The customers who interacted with the website also reported high customer satisfaction. Due to their efforts in simplifying customer journeys and addressing pain points, they were named a strong performer in Gartner’s peer Insights voice of customer report.   

5. Customer onboarding and retention

Customer onboarding is often a challenging process. You must ensure that your customers have the adequate material to get started. 90% of the customers feel that companies can do better when it comes to user onboarding. 

However, if you know what your clients like, you can tailor this experience to their preferences, this way, you can address their specific needs and create a smooth translation from their current solution. 

You can also create client-specific texts and content pages to help them get started with the tool. For example, if they are from a different timezone, you can create a short blog post on changing product settings to suit their timings. 

This way, you can also identify potential dissatisfaction and disengagement signs in customer behavior. This is important since poor onboarding often leads to 40-60% user drop-off post signup.    

An example is Pilot Flying J, a truck stop company that used VoC to improve its services. They used app-store reviews and customer feedback to understand customer interest and capture relevant data points. They also created a satisfaction survey to ask which actions were helpful to their customers.  

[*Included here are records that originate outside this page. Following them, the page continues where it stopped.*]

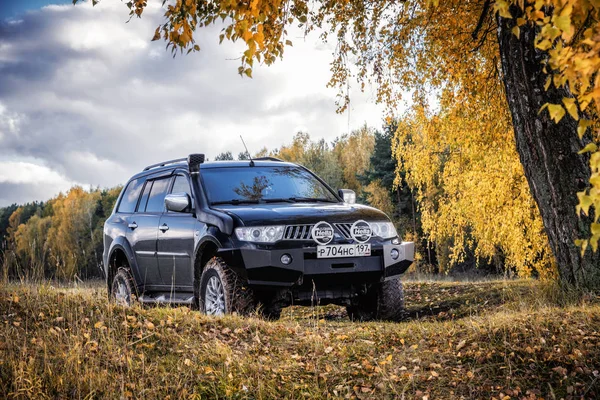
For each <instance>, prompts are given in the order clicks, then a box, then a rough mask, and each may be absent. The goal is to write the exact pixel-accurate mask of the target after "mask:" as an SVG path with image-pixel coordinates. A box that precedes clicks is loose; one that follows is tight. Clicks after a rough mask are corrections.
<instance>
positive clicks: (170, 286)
mask: <svg viewBox="0 0 600 400" xmlns="http://www.w3.org/2000/svg"><path fill="white" fill-rule="evenodd" d="M171 193H187V194H188V196H189V195H190V194H191V191H190V185H189V182H188V178H187V177H186V176H184V175H177V176H176V177H175V181H174V182H173V188H172V189H171ZM190 199H191V196H190ZM197 222H198V221H197V220H196V218H195V217H194V214H193V212H192V209H191V208H190V210H186V211H185V212H170V211H166V212H165V213H164V214H162V216H161V218H160V222H159V227H158V229H159V231H158V252H157V257H158V267H159V269H160V275H161V277H162V280H163V285H168V286H169V288H170V289H172V290H178V291H192V290H193V285H194V266H193V253H194V231H195V228H196V224H197Z"/></svg>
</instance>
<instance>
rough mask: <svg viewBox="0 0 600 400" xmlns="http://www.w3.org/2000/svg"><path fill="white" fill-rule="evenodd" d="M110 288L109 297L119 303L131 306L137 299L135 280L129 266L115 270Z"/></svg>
mask: <svg viewBox="0 0 600 400" xmlns="http://www.w3.org/2000/svg"><path fill="white" fill-rule="evenodd" d="M110 288H111V289H110V298H111V299H112V300H114V302H115V303H117V304H119V305H122V306H126V307H131V306H132V305H133V303H134V302H135V301H136V300H137V290H136V286H135V281H134V280H133V276H132V275H131V271H130V270H129V268H123V267H121V268H119V269H118V270H117V273H116V274H115V276H114V277H113V280H112V284H111V287H110Z"/></svg>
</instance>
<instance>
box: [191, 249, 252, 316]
mask: <svg viewBox="0 0 600 400" xmlns="http://www.w3.org/2000/svg"><path fill="white" fill-rule="evenodd" d="M242 283H243V282H242V281H241V279H240V278H239V277H238V276H237V275H236V273H235V272H233V271H232V270H231V268H229V267H228V266H227V264H226V263H225V261H223V259H222V258H220V257H214V258H212V259H211V260H210V261H209V262H208V263H207V264H206V265H205V267H204V270H203V271H202V275H201V276H200V283H199V285H200V287H199V290H198V297H199V298H198V303H199V305H200V310H201V311H202V312H204V313H205V314H207V315H216V316H222V315H225V314H231V313H233V312H237V313H240V314H247V313H248V312H249V311H250V310H251V307H252V304H253V299H252V293H251V292H250V290H249V289H248V288H247V287H245V286H244V285H243V284H242Z"/></svg>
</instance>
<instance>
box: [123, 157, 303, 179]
mask: <svg viewBox="0 0 600 400" xmlns="http://www.w3.org/2000/svg"><path fill="white" fill-rule="evenodd" d="M235 167H247V168H255V167H298V165H297V164H294V163H290V162H286V161H273V160H254V167H252V166H250V160H235V161H234V160H225V161H206V162H204V163H202V164H200V169H201V170H203V169H214V168H235ZM182 168H183V169H185V170H187V168H188V165H187V162H177V163H173V164H168V165H165V166H162V167H156V168H152V169H149V170H144V171H142V172H139V173H137V174H135V175H134V176H132V177H131V179H130V180H133V179H138V178H141V177H144V176H149V175H160V174H161V173H165V172H170V171H173V170H175V169H182Z"/></svg>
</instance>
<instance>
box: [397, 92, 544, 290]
mask: <svg viewBox="0 0 600 400" xmlns="http://www.w3.org/2000/svg"><path fill="white" fill-rule="evenodd" d="M498 89H499V88H498ZM455 100H456V99H455ZM480 100H481V99H480ZM443 103H445V104H448V105H447V106H444V107H442V109H441V110H430V109H427V108H425V107H418V108H415V109H414V110H413V111H412V112H411V113H410V114H409V115H407V116H406V118H405V119H404V120H403V121H402V122H401V123H400V124H399V127H398V130H397V132H396V141H395V148H394V154H395V156H396V158H397V160H398V162H399V163H401V164H402V169H404V170H406V171H407V178H406V179H407V181H408V183H409V185H411V186H412V187H413V188H415V189H417V198H418V202H419V208H420V212H421V220H422V224H423V230H424V231H425V232H426V233H427V234H428V235H429V238H430V240H431V241H434V242H437V243H449V244H450V253H449V262H448V264H447V265H440V267H442V268H445V269H446V270H447V269H448V268H450V267H452V265H454V264H456V263H459V262H461V261H463V260H464V258H465V255H466V253H467V250H471V251H473V252H474V254H475V256H476V257H477V258H478V259H480V260H497V259H500V258H504V259H505V265H504V267H505V268H506V269H508V270H514V271H516V273H517V274H518V275H520V276H530V275H531V274H532V273H533V272H534V271H535V273H536V274H537V275H538V276H541V277H545V278H554V277H555V275H556V268H555V266H554V264H553V260H552V256H551V252H550V250H549V247H548V240H547V237H546V235H545V233H544V228H543V224H542V221H541V218H540V216H539V212H538V209H537V206H536V204H535V202H534V201H533V199H532V198H531V195H530V191H529V186H528V184H527V181H526V179H525V176H524V174H523V169H522V166H521V164H520V161H519V158H518V156H517V152H516V148H515V145H514V141H513V140H511V139H512V129H511V125H510V116H509V115H508V111H507V108H506V106H505V105H504V104H503V103H502V102H495V103H494V102H488V103H485V102H483V101H478V102H475V103H474V104H469V103H464V102H454V103H453V102H449V101H448V102H443ZM451 104H454V105H451Z"/></svg>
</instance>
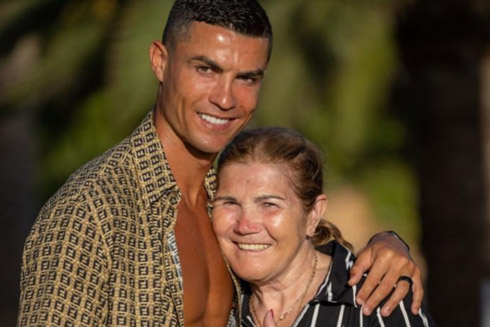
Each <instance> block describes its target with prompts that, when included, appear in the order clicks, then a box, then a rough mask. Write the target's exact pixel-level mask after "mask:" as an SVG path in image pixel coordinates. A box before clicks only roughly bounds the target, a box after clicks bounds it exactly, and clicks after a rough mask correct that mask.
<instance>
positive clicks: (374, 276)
mask: <svg viewBox="0 0 490 327" xmlns="http://www.w3.org/2000/svg"><path fill="white" fill-rule="evenodd" d="M385 271H386V268H383V267H381V266H380V265H377V266H373V267H372V268H371V270H370V271H369V274H368V275H367V277H366V280H365V281H364V283H363V284H362V287H361V289H360V290H359V292H358V293H357V297H356V300H357V303H358V304H364V305H365V304H366V301H367V299H368V298H370V297H371V296H372V294H371V293H373V291H374V290H375V289H377V288H378V287H379V281H380V280H381V279H382V278H383V274H384V272H385ZM369 309H371V311H372V306H370V307H369ZM365 310H366V308H365ZM371 311H369V314H371ZM364 312H368V311H364Z"/></svg>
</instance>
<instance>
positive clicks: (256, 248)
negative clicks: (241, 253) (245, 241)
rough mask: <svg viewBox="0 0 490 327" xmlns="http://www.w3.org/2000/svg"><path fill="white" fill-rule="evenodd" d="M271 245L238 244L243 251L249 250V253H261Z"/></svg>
mask: <svg viewBox="0 0 490 327" xmlns="http://www.w3.org/2000/svg"><path fill="white" fill-rule="evenodd" d="M269 246H270V245H268V244H245V243H238V247H239V248H240V249H241V250H249V251H260V250H265V249H267V248H268V247H269Z"/></svg>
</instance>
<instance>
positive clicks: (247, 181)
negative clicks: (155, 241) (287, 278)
mask: <svg viewBox="0 0 490 327" xmlns="http://www.w3.org/2000/svg"><path fill="white" fill-rule="evenodd" d="M286 169H287V166H285V165H281V164H264V163H260V162H248V163H228V164H226V165H225V166H224V167H222V168H221V169H220V172H219V188H218V191H217V194H216V198H215V200H214V210H213V227H214V230H215V232H216V236H217V237H218V241H219V243H220V246H221V248H222V250H223V252H224V254H225V256H226V258H227V259H228V261H229V262H230V265H231V267H232V268H233V270H234V271H235V272H236V273H237V274H238V275H239V276H240V277H241V278H243V279H245V280H247V281H249V282H252V283H256V284H257V283H265V282H270V281H274V280H281V279H282V277H285V276H287V274H288V273H291V272H292V271H293V270H294V269H296V270H297V269H300V268H301V267H302V266H305V267H309V264H307V265H305V264H304V263H303V261H302V260H304V258H305V257H306V255H303V254H306V253H307V252H306V251H308V250H309V249H310V250H311V248H312V245H311V241H310V240H309V239H308V237H307V236H308V235H310V236H311V235H313V233H314V230H315V227H316V224H317V222H318V219H319V218H320V217H321V214H322V213H323V210H320V211H321V213H320V211H318V208H317V207H318V204H316V205H315V208H314V209H313V210H312V212H311V213H306V212H305V211H304V209H303V206H302V203H301V200H300V199H299V197H298V196H297V195H296V193H295V192H294V189H293V187H292V185H291V182H290V179H289V178H288V177H287V175H286V174H285V171H286ZM319 198H321V199H323V200H324V201H321V200H317V201H321V202H323V205H325V202H326V200H325V199H324V196H320V197H319Z"/></svg>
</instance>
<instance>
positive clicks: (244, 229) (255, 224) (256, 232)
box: [234, 213, 260, 235]
mask: <svg viewBox="0 0 490 327" xmlns="http://www.w3.org/2000/svg"><path fill="white" fill-rule="evenodd" d="M234 231H235V233H237V234H241V235H246V234H254V233H258V232H259V231H260V224H259V223H258V222H257V221H254V220H253V219H251V216H250V215H246V214H243V213H242V214H241V215H240V217H239V218H238V220H237V221H236V223H235V228H234Z"/></svg>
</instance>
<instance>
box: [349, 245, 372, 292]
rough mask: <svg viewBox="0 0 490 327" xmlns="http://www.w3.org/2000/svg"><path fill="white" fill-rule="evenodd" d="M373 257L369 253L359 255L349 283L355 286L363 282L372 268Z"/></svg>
mask: <svg viewBox="0 0 490 327" xmlns="http://www.w3.org/2000/svg"><path fill="white" fill-rule="evenodd" d="M371 264H372V262H371V256H370V254H369V253H368V252H367V251H362V252H361V253H359V255H358V257H357V259H356V261H355V262H354V265H353V266H352V268H351V269H350V279H349V281H348V282H347V283H348V284H349V285H350V286H354V285H356V284H357V283H359V282H360V281H361V278H362V275H363V274H364V273H365V272H366V271H367V270H368V269H369V268H370V267H371Z"/></svg>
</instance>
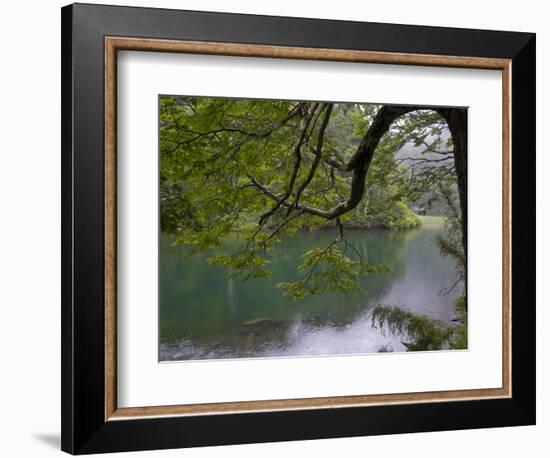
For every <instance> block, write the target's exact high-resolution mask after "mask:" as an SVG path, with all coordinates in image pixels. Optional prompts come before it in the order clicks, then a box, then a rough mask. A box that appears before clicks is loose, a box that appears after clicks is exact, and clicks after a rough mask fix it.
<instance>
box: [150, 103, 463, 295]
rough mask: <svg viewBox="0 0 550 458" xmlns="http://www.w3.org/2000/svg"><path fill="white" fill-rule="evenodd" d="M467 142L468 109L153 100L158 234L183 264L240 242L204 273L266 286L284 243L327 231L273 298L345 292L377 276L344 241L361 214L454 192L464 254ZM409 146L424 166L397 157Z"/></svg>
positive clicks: (406, 157)
mask: <svg viewBox="0 0 550 458" xmlns="http://www.w3.org/2000/svg"><path fill="white" fill-rule="evenodd" d="M446 132H447V133H449V132H450V135H449V136H448V137H447V139H446V140H445V133H446ZM466 140H467V139H466V111H465V110H464V109H450V108H440V107H415V106H398V105H365V104H343V103H323V102H294V101H265V100H235V99H213V98H193V97H161V106H160V147H161V176H160V180H161V229H162V230H163V231H165V232H171V233H175V234H176V235H177V241H178V242H179V243H186V244H189V245H192V246H193V247H194V248H193V249H192V250H191V252H194V251H197V250H202V249H206V248H209V247H214V246H219V245H220V244H221V243H222V240H223V238H224V237H226V236H227V235H228V234H230V233H238V234H239V235H240V238H241V241H242V243H241V246H240V248H239V249H238V250H237V251H236V252H234V253H232V254H229V255H224V256H218V257H213V258H210V262H211V263H213V264H218V265H222V266H225V267H227V268H228V269H230V272H231V275H233V276H241V277H242V278H244V279H248V278H254V277H263V276H268V275H269V274H270V271H269V263H270V256H271V255H272V253H273V250H274V249H275V248H276V246H277V244H278V243H279V242H280V240H281V237H282V236H283V235H284V234H292V233H294V232H296V231H297V230H300V229H303V228H304V227H307V228H309V229H315V228H319V227H321V226H327V225H328V226H332V227H334V228H335V229H336V236H335V239H334V240H333V242H332V243H330V244H329V245H328V246H326V247H319V248H317V249H314V250H310V251H308V252H306V253H304V255H303V262H302V264H301V266H300V267H299V271H300V272H299V275H298V278H297V279H296V280H295V281H292V282H287V283H282V284H279V286H280V287H281V289H282V290H283V291H284V292H285V294H289V295H291V296H292V297H294V298H296V299H299V298H302V297H305V296H306V295H310V294H322V293H325V292H334V291H338V292H349V291H353V290H356V289H359V284H358V281H357V279H358V277H360V276H362V275H365V274H370V273H378V272H381V271H383V270H384V268H383V266H376V265H372V264H371V263H370V262H369V261H368V260H367V259H365V258H364V257H363V255H362V254H361V253H360V252H359V251H358V250H357V249H355V247H354V246H353V245H352V244H350V243H349V242H348V241H347V240H346V238H345V227H346V224H347V223H348V222H349V221H350V220H351V219H352V218H353V217H354V214H356V213H357V212H358V211H359V210H360V204H361V203H363V211H365V209H367V210H368V209H369V208H370V207H371V206H372V205H369V203H371V204H372V202H374V201H376V199H378V203H379V204H380V202H382V203H383V204H384V205H390V206H391V205H393V206H397V205H401V206H404V202H405V201H414V200H415V199H418V198H419V197H420V196H421V195H423V194H426V192H428V191H430V190H433V189H434V188H435V187H436V184H437V186H439V187H440V188H441V189H450V188H452V187H453V186H455V187H457V189H458V196H459V201H460V211H461V215H460V219H461V221H460V222H461V227H462V231H461V232H462V236H461V240H462V245H463V249H464V253H466V246H467V234H466V225H467V219H466V218H467V202H466V191H467V190H466V172H467V171H466V144H467V142H466ZM409 142H413V144H415V145H417V146H423V147H424V150H423V151H422V154H420V155H417V156H416V157H396V153H397V152H398V151H399V150H400V149H401V148H402V147H403V145H405V144H407V143H409ZM380 196H381V197H380ZM388 208H389V207H388Z"/></svg>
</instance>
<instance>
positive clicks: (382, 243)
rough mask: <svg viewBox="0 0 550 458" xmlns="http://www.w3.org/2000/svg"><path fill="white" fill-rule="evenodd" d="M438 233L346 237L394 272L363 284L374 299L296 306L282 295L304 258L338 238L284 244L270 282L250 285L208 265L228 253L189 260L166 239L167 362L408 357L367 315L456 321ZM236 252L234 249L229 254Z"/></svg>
mask: <svg viewBox="0 0 550 458" xmlns="http://www.w3.org/2000/svg"><path fill="white" fill-rule="evenodd" d="M439 230H440V228H439V227H438V226H428V227H423V228H421V229H416V230H411V231H400V232H392V231H382V230H380V231H347V232H346V239H347V240H349V241H350V242H351V243H353V245H354V246H355V247H356V248H357V249H358V250H359V251H360V252H361V254H362V255H363V256H364V257H365V258H366V259H368V260H369V261H370V262H371V263H373V264H379V263H380V264H383V265H385V266H386V267H387V268H388V269H389V273H385V274H375V275H368V276H366V277H364V278H362V280H361V283H362V286H363V287H364V288H365V289H366V292H360V293H353V294H330V295H323V296H315V297H308V298H306V299H305V300H302V301H295V300H293V299H291V298H288V297H285V296H283V295H282V292H281V291H280V290H279V289H277V288H276V287H275V285H276V284H277V283H279V282H283V281H289V280H293V279H296V278H298V276H297V273H296V267H297V265H298V264H300V263H301V260H300V256H301V255H302V254H303V253H304V252H305V251H307V250H310V249H312V248H315V247H324V246H326V245H328V244H329V243H330V242H331V241H332V240H334V238H335V236H336V234H335V231H328V230H326V231H317V232H313V233H308V232H303V233H298V234H295V235H293V236H292V237H288V238H286V239H284V240H283V241H282V243H281V245H280V248H279V249H278V252H277V253H276V254H275V256H274V258H273V260H272V264H271V266H270V267H271V270H272V271H273V275H272V277H271V278H268V279H253V280H249V281H246V282H243V281H241V280H239V279H230V278H228V275H227V271H226V270H225V269H224V268H222V267H219V266H211V265H209V264H208V263H207V258H208V257H210V256H213V255H217V254H222V253H227V252H231V247H235V246H236V245H235V244H237V243H238V240H236V239H235V240H228V241H227V243H226V244H225V245H224V247H223V249H218V250H209V251H207V252H203V253H200V254H196V255H194V256H191V257H188V256H187V255H186V252H187V250H188V248H186V247H185V246H182V245H180V246H172V245H171V243H172V241H173V240H174V237H171V236H166V235H161V240H160V260H159V263H160V281H159V285H160V286H159V288H160V293H159V299H160V329H159V332H160V360H161V361H177V360H197V359H221V358H242V357H280V356H308V355H333V354H353V353H369V352H377V351H379V350H381V349H382V350H390V351H405V350H406V348H405V346H404V345H403V344H402V342H401V339H400V338H399V337H392V336H390V335H386V334H384V333H383V332H381V330H380V329H377V328H375V327H373V326H372V323H371V319H370V317H369V308H370V307H371V306H372V305H374V304H385V305H398V306H403V307H406V308H408V309H409V310H411V311H413V312H418V313H422V314H426V315H429V316H431V317H433V318H438V319H442V320H447V321H448V320H451V319H453V318H455V317H456V312H455V309H454V301H455V299H456V298H457V297H458V295H460V294H461V291H462V285H458V286H457V287H456V288H454V289H453V290H452V291H451V292H450V293H449V294H442V293H441V291H442V290H444V289H445V288H449V287H450V286H452V285H453V284H454V283H455V281H456V279H457V274H456V271H455V262H454V260H453V259H451V258H449V257H442V256H441V255H440V252H439V248H438V246H437V244H436V242H435V240H434V236H435V235H436V234H437V233H438V231H439ZM228 250H229V251H228Z"/></svg>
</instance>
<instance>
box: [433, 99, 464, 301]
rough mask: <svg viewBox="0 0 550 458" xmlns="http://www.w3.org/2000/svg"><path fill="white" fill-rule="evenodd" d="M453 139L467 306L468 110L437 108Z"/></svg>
mask: <svg viewBox="0 0 550 458" xmlns="http://www.w3.org/2000/svg"><path fill="white" fill-rule="evenodd" d="M438 112H439V114H440V115H441V116H443V118H444V119H445V121H446V122H447V125H448V126H449V130H450V131H451V136H452V139H453V153H454V165H455V170H456V177H457V184H458V198H459V202H460V218H461V226H462V248H463V250H464V264H465V265H464V272H465V275H464V302H465V304H466V307H468V302H467V294H468V271H467V266H468V163H467V155H468V122H467V121H468V112H467V110H466V109H456V108H453V109H439V110H438Z"/></svg>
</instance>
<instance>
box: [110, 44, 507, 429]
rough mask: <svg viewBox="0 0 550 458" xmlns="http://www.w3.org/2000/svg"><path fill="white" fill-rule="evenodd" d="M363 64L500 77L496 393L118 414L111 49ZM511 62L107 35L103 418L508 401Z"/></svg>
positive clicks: (114, 54) (272, 401) (137, 411)
mask: <svg viewBox="0 0 550 458" xmlns="http://www.w3.org/2000/svg"><path fill="white" fill-rule="evenodd" d="M119 50H129V51H144V52H147V51H150V52H173V53H187V54H206V55H224V56H243V57H266V58H283V59H303V60H317V61H340V62H363V63H378V64H399V65H421V66H434V67H455V68H456V67H458V68H478V69H492V70H500V71H501V72H502V186H503V188H502V205H503V208H502V215H503V216H502V235H503V244H502V259H503V263H502V275H503V284H502V317H503V326H502V381H503V383H502V387H500V388H490V389H471V390H454V391H431V392H417V393H399V394H376V395H362V396H361V395H360V396H356V395H354V396H336V397H318V398H303V399H284V400H265V401H242V402H224V403H207V404H184V405H170V406H143V407H129V408H119V407H118V405H117V313H116V307H117V305H116V298H117V295H116V291H117V278H116V272H117V269H116V265H117V264H116V263H117V254H116V246H117V225H116V212H117V210H116V209H117V168H116V163H117V160H116V157H117V156H116V154H117V153H116V151H117V145H116V136H117V135H116V133H117V126H116V122H117V94H116V89H117V51H119ZM511 65H512V64H511V60H509V59H493V58H480V57H465V56H440V55H424V54H403V53H389V52H374V51H356V50H343V49H321V48H301V47H287V46H270V45H269V46H268V45H249V44H233V43H214V42H197V41H179V40H156V39H142V38H121V37H105V81H104V84H105V86H104V89H105V113H104V122H105V125H104V129H105V144H104V154H105V201H104V206H105V207H104V211H105V234H104V240H105V285H104V287H105V397H104V401H105V420H106V421H114V420H121V419H123V420H129V419H134V418H143V417H151V416H182V415H206V414H225V413H245V412H257V411H273V410H298V409H319V408H337V407H351V406H372V405H381V404H405V403H423V402H438V401H460V400H478V399H489V398H507V397H511V394H512V367H511V345H512V335H511V236H512V232H511V231H512V227H511V186H512V184H511Z"/></svg>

Using this information, they isolated high-impact features and focused on simplifying customer onboarding. Hence, they were able to promote long-term customer loyalty and improve customer satisfaction. 

6. Handling Customer objections and complaints 

It’s well-known that Amazon’s former CEO, Jeff Bezos, used to read customer complaints. He viewed his email [email protected] as a way to improve customer satisfaction. According to him, the reason why Amazon was so successful was because of their obsessive customer focus

This meant that the eCommerce pioneer took all customer complaints seriously. Jeff was notorious for sending customer complaints marked as “?” to his executives, who then assigned them to managers working under them. The manager was then supposed to drop everything they were working on and get back to Jeff with an answer. 

He has a very famous quote – We’ve had three big ideas at Amazon that we’ve stuck with for 18 years, and they’re the reason we’re successful: Put the customer first. Invent. And be patient. 

Running a “customer-centric business” is why many believe Jeff would be the world’s first trillionaire. As of 2023, Amazon’s market cap is $1.39 trillion, and it is considered the 5th most valuable company in the world.   

VoC is a proactive approach to customer experience

Customers love to communicate their complaints and issues. That’s why it’s important to have an efficient communication channel open all the time to hear from customers. 

But this is not enough to improve customer experience. Many customers don’t care to voice their complaints and just stop doing business with you, so many customer complaints are left unheard. Plus, you don’t want to hear from customers only when they’re unhappy and have complaints. This is when the damage is already done. 

Voice of the customer is a more proactive approach to customer experience. It unravels hidden customer opinions and stops unwanted glitches and misunderstandings from becoming real customer issues. 

Set up your action plan for a comprehensive VoC strategy, use these tactics to collect insights from your customers, and use them to improve customer experience.